Rumpus‘ Wahlspruch lautet „Erwarte das Unerwartbare!“, was für Maxe ein guter Rat ist, indes nicht ganz so überzeugend als Slogan für den Film taugt. Dafür verläuft dieser doch weitgehend in allzu vertrauten Bahnen, wenn es darum geht, die Pläne des Schulleiters zu vereiteln, der davon träumt, dass sich alle Schulen von Waldorf bis Hogwarts ausschließlich nach seinem despotischen Regelwerk richten. Allenfalls der aufgeweckte, stetig selbstbewusster werdende Maxe wird halbwegs charaktervoll gezeichnet, während seine Mitschüler*innen eher nur als Typen agieren, deren Wesenszüge nur einmal kurz auf eingeblendeten Notizzetteln vorbeihuschen. Wenn es dem Film damit auch an Substanz fehlt, gelingt ihm eines unbestritten: Dank viel Klamauk und turbulentem Slapstick-Humor bietet er kurzweilige Unterhaltung, und das ohne den Anflug jenes erhobenen Zeigefingers, der Schnittlichs Schulwappen ziert.
Horst Peter Koll
Die unlangweiligste Schule der Welt - Deutschland 2023, Regie: Ekrem Ergün, Kinostart: 26.10.2023, FSK: ab 0, Empfehlung: ab 8 Jahren, Laufzeit: 87 Min.
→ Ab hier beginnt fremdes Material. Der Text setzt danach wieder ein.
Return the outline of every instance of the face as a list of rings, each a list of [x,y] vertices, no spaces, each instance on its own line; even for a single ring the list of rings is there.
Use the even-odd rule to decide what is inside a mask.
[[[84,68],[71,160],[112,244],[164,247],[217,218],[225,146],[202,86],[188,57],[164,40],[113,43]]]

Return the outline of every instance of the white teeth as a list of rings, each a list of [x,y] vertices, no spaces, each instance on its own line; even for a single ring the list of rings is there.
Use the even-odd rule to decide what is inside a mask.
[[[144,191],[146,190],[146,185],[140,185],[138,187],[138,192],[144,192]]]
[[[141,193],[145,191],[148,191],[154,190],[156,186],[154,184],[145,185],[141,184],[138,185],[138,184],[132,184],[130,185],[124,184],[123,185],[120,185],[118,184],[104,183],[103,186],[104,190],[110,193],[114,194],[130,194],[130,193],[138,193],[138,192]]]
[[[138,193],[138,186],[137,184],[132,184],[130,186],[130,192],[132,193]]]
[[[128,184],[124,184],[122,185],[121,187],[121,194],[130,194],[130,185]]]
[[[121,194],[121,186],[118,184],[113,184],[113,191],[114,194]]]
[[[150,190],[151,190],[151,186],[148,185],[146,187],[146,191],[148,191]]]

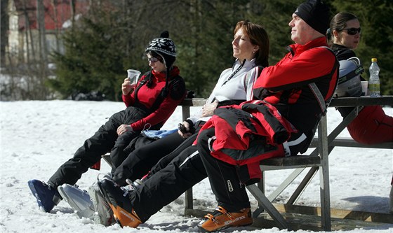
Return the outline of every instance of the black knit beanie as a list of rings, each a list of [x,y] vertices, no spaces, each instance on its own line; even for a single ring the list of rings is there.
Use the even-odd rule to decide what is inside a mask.
[[[316,31],[325,35],[329,28],[330,9],[320,0],[308,0],[301,3],[294,13]]]
[[[152,40],[145,50],[146,52],[154,51],[161,56],[166,68],[172,66],[176,59],[176,46],[168,38],[169,32],[163,31],[160,37]]]

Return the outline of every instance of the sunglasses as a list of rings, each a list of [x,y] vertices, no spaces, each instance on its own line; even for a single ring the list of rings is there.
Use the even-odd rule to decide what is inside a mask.
[[[147,59],[149,60],[149,62],[154,63],[154,62],[157,62],[158,61],[161,61],[161,57],[147,57]]]
[[[359,28],[346,28],[342,30],[347,30],[347,33],[348,35],[356,35],[357,33],[359,32],[360,34],[360,27]]]

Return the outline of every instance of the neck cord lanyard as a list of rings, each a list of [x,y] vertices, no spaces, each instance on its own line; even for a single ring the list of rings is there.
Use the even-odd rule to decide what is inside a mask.
[[[241,69],[243,67],[243,66],[244,65],[244,63],[246,63],[246,59],[244,59],[244,61],[243,61],[243,62],[241,63],[241,64],[239,67],[237,67],[237,69],[236,69],[236,71],[234,71],[231,74],[231,76],[228,78],[228,79],[227,79],[227,80],[225,80],[225,82],[224,82],[224,83],[222,83],[222,85],[221,85],[221,87],[223,86],[223,85],[225,85],[225,84],[227,84],[227,83],[229,80],[230,80],[233,78],[233,76],[234,76],[237,72],[239,72],[239,71],[240,71],[240,69]]]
Buch: Sabrina J. Kirschner, nach ihrem Roman „Die unlangweiligste Schule der Welt 1: Auf Klassenfahrt“. Kamera: Eric Ferranti. Musik: Peter Peter. Schnitt: Sabine Brose. Produktion: Stormy Donkey Prod., Tobis Film. Verleih: Tobis. Darsteller*innen: Lucas Herzog (Maximilian „Maxe“ Zack). Serkan Kaya (Inspektor Rasputin Rumpus). Max Giermann (Direktor Horst Schnittlich), Felicitas Woll (Anna-Marie Penne). Erna Westphal (Frieda Geratwohl), Oliver Korittke (Hausmeister Egon Traufe) u. a.